Hemen sonrasında yüzümüzü Roland’ın gücünü aldığı ve 1358 yılından beri üyesi olduğu Hanse birliğinin gelişimini temsil eden Weser Rönesans Belediye Binasına dönebiliriz. 1400’lü yılların başında yapımı başlanan, 15. yüzyılda Gotik tarzda biçimlenen ve 17. yüzyılda Rönesans üslubu ile yenilenen bu bina; şehrin ticareti kadar burjuvazisine, insan haklarının koruma altına alınmasındaki misyonu ve bilimsel çalışmalara her türlü katkılarıyla şehrin gelişimine basamak olmuş. Bina değil tabii ki, burayı kullanan tüccarların ve şehirlilerin temsilcileri. Hem şehir tarihini hem de binayı yakından incelemek adına içeride düzenlenen turlardan birine katılmanızı şiddetle tavsiye ederim. Diğer tavsiyem ise Ratskeller’de bir mola vermeniz. Bu tarihi restoranın hem atmosferi hem sunduklarından keyif alacağınıza eminim. Ratskeller derinliklerinde; Almanya’nın en eski şarap fıçısı; mum ışığı ve gül kokuları arasından size merhaba diyebilir, ya da siz ona… Ancak o kadar… Ne ona ne burada bulunan diğer yüzlerce yıllık şaraplara dokunamasanız bile… Keyfini çıkarın ve tekrar meydana çıkın.
Bremen Mızıkacıları heykelini de hemen bu meydanın köşesinde göreceksiniz. Heykeltraş Gerhard Marcks; bronz malzeme ile 1951 yılında bu ünlü masalın kahramanlarını tasvirlemiş. Adet üzerine bir dilek tutmak ve dileğinizin gerçekleşmesini isterseniz; eşeğin iki bacağını birden aynı anda tutmanız gerekliymiş; ilgilenenlerin bilgisine…
Bir diğer hayvanların betimlendiği ve yine bir hikayesi olan ‑Soghestrasse’ye sokağa adını veren – “Domuz Sürüsü” heykeli de hemen şehir merkezinin başlangıcında, ünlü alışveriş caddesinin girişinde. Hikayesini de geçmişinden taşımış. Çok eskilerden beri artakalanları yesinler diye çobanlar bu pazaryerine domuzcuklarını getirirlermiş akşamüzerleri. Bu tabloyu, bu imgeyi yaşatmak ve korumak üzere; halkın talebiyle yapılmış bu heykelcikler. Başında çobanıyla sevimli mi sevimli…

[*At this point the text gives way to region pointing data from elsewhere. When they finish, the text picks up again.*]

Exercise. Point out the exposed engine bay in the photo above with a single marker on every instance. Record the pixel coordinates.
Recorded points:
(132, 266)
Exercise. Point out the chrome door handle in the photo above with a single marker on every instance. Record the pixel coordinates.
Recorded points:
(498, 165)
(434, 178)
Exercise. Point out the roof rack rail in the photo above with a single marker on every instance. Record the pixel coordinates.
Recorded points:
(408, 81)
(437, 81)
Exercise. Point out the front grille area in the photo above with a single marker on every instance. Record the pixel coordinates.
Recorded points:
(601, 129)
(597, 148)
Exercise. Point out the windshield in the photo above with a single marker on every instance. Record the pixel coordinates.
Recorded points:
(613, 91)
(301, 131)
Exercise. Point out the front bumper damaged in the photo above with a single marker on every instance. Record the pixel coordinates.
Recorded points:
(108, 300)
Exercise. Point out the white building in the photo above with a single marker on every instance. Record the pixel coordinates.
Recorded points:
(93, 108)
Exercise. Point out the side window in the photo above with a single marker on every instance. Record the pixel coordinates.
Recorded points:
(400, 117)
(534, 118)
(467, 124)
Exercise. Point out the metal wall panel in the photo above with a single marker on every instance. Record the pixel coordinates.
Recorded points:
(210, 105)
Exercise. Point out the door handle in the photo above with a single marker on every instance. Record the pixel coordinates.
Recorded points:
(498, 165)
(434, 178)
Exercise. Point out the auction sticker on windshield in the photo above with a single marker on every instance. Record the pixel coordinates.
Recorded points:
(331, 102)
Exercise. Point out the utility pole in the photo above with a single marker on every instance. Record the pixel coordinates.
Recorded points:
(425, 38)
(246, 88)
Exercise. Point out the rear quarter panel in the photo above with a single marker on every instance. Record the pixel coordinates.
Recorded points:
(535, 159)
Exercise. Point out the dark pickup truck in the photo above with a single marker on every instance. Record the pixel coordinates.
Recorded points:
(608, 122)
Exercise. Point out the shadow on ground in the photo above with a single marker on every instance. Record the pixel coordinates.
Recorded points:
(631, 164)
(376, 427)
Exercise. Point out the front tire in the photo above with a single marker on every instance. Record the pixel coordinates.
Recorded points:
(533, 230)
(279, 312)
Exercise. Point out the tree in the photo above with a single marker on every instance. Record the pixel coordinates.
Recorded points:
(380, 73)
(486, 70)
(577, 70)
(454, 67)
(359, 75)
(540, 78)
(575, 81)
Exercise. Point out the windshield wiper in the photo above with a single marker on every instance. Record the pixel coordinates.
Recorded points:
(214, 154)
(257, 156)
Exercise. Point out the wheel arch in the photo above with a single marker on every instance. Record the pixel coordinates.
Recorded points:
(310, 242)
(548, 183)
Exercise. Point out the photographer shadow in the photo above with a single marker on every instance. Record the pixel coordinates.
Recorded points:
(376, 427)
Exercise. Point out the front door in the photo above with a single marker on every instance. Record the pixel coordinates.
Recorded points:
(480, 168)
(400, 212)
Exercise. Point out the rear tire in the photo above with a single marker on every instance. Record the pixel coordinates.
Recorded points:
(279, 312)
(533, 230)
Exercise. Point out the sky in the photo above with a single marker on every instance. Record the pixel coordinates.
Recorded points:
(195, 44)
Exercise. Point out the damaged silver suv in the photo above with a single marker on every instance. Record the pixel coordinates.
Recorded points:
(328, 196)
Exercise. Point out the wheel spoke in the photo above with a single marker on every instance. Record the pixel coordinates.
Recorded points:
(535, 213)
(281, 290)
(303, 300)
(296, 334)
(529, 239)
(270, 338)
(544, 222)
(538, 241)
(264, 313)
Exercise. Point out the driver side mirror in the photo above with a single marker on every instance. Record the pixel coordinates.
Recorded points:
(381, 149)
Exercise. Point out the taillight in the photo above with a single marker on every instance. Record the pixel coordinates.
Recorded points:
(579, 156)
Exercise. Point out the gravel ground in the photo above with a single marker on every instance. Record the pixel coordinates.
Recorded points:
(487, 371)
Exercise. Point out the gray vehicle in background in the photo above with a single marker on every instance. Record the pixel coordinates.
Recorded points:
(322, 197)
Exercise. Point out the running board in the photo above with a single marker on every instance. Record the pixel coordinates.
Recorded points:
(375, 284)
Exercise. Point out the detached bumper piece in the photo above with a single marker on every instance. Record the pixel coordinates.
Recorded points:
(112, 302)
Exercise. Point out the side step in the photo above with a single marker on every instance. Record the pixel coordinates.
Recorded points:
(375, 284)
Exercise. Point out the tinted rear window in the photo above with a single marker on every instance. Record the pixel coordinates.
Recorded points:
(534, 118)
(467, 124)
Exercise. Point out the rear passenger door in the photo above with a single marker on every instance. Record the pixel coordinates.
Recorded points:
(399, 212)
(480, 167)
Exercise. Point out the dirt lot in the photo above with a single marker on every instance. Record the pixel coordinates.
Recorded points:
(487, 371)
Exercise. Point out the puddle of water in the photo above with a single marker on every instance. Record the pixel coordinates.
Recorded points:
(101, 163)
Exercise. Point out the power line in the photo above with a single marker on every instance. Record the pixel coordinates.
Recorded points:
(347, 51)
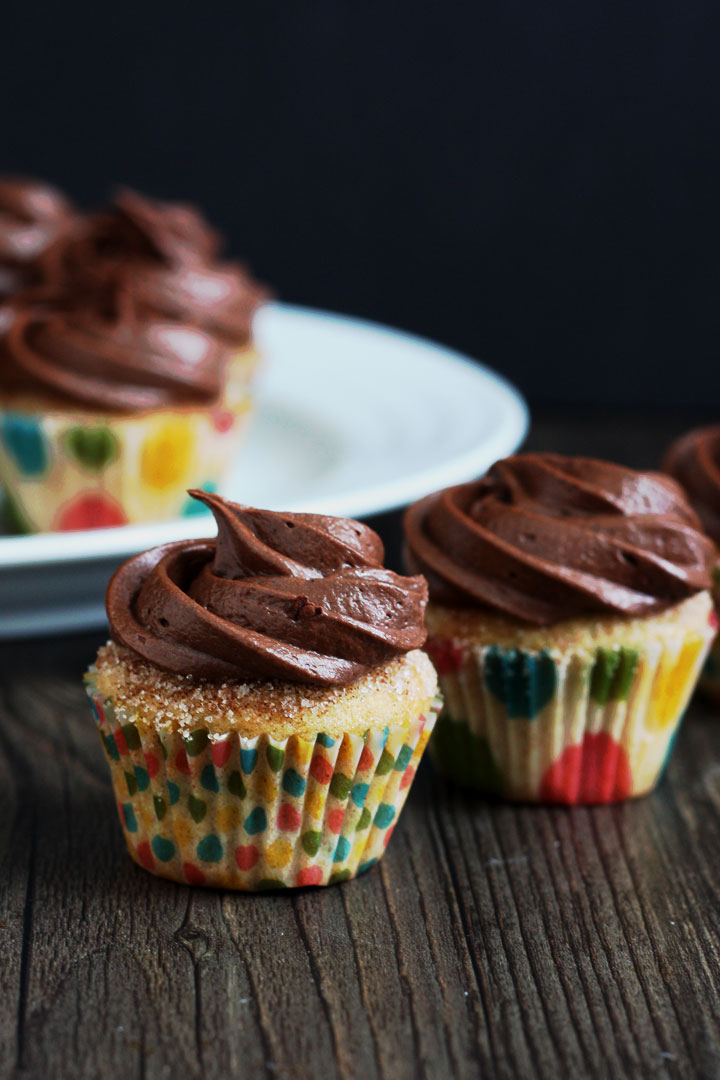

Tam da burada iken, buradan haraketle Hauptbahnhof’a giden yol üzerindeki köprü ve yel değirmeni Mühle am Wall muhteşem bir görsellik sunuyor. Doğru ışığı ve açıyı yakalarsanız tam kartpostallık derler ya.. İşte öyle bir şey. Şehrin eski duvarlarının bir parçası olarak ya da ilaveten 1815 yılında ilk kez inşa edilmiş ki ismi de buradan geliyor yeldeğirmenin. 1832’de bir yangında tamamen yok olunca 1833’de aynı yerde yenisi yapılıyor ve ancak yine yangınlar ve savaşların tahribatı ile çok kez restore görüyor. 1998 yılındaki son rehabilitasyonuyla yeniden ve tüm zerafeti ile hayata dönüyor bu Hollanda tipli güzel.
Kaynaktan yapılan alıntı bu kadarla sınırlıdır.